Un rapport du Bureau central des statistiques révèlent des données préoccupantes concernant l'impact des périodes de réserve sur la vie de couple et de famille.
La moitié des épouses de réservistes signalent une détérioration de leur relation conjugale, et un tiers d'entre elles admettent avoir envisagé la séparation ou le divorce. Cette fragilisation s'accentue dramatiquement avec la durée du service : si 36% des conjointes dont le mari a servi jusqu'à 50 jours rapportent des difficultés relationnelles, ce taux grimpe à 57% lorsque le service s'étend de 200 à 350 jours.
L'onde de choc dépasse le couple.

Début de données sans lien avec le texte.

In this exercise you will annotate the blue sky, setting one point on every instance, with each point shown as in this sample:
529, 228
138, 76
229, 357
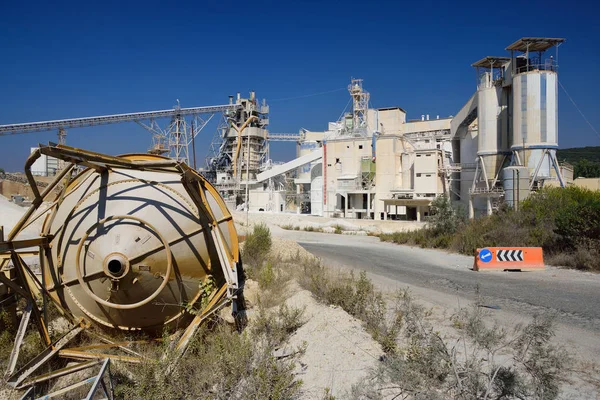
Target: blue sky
63, 60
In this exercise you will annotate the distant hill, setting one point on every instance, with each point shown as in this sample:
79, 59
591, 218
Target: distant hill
586, 160
575, 154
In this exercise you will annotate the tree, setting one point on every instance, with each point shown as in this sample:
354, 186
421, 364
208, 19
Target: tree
587, 169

Plus de la moitié des mères (52%) constatent une dégradation de l'état psychologique de leurs enfants de moins de 21 ans. Dans les familles où le père a effectué entre 200 et 250 jours de service, cette proportion atteint 63%.
Face à ces épreuves, 61% des épouses ont eu recours à une forme d'assistance : 55% pour un soutien psychologique ou émotionnel, et 38% pour une aide financière. Plus d'un tiers (35%) ont entrepris un suivi psychologique, cette proportion s'élevant à 68% parmi les épouses de militaires servant dans les forces terrestres, qui se tournent vers des thérapeutes privés.